Das anschließende Klavier Solo, ein Duett mit Parallelmelodie, wird von einem Cello Solo abgelöst. Es folgt ein Teil, den ich nur privat „Ein albernes Liedchen“ nenne. Man sollte es so unsentimental und trocken wie möglich spielen. Das Stück endet wieder mit zwei „Spiele mit Sieben“- Stellen, einer Reprise des Chorals und der Coda. Die genaue Klavier - Pedalisierung und Cello - Bogenführung sind den Spielern überlassen. „Zeiten“ ist meiner Frau und musikalischen Partnerin, der Pianistin Joan Schneider und Christopher Barritt, dem Solocellisten der Münchner Symphoniker gewidmet. Spieldauer: ca. 11 Minuten.
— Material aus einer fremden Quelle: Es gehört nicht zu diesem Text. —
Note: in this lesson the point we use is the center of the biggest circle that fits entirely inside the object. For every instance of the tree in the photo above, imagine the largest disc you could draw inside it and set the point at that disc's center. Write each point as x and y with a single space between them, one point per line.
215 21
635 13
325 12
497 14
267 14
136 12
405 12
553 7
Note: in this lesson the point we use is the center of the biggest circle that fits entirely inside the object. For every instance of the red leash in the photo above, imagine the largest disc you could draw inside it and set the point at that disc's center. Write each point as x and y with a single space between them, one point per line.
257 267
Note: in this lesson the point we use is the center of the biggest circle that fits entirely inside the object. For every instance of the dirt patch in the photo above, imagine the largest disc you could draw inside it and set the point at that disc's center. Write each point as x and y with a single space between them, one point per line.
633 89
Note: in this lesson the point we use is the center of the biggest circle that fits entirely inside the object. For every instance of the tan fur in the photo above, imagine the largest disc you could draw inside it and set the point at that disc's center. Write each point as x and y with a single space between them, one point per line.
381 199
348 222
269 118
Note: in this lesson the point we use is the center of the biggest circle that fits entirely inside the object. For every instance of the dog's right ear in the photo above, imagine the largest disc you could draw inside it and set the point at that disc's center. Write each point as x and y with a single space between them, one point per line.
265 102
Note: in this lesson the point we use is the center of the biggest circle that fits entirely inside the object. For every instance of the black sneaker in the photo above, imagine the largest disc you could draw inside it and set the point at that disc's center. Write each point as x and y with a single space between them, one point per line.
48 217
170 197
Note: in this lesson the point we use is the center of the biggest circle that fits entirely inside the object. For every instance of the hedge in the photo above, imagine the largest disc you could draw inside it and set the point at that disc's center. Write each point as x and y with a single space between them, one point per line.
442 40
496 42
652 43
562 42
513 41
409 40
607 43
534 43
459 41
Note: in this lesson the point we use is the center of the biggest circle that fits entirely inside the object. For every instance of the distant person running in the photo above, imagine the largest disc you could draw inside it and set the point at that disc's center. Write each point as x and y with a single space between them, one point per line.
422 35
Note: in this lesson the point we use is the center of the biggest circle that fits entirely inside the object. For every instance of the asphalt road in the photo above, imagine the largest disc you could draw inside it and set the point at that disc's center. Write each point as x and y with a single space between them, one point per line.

Der amerikanische Komponist Roger Jannotta studierte an der University of New Mexico, am Royal College of Music (London), und dem New England Conservatory in Boston. Er wohnt seit 1978 in München und komponierte und arrangierte für die Münchner Symphoniker, das Orchester des Bayerischen Rundfunks, die Bayerische Theaterakademie, die Münchner Kammerspiele, das ICI Ensemble und „Blechschaden“. Er ist tätig als Jazz- und Studiomusiker und war Preisträger beim Gunter-Bialas-Wettbewerb für neue Kammermusik 1999.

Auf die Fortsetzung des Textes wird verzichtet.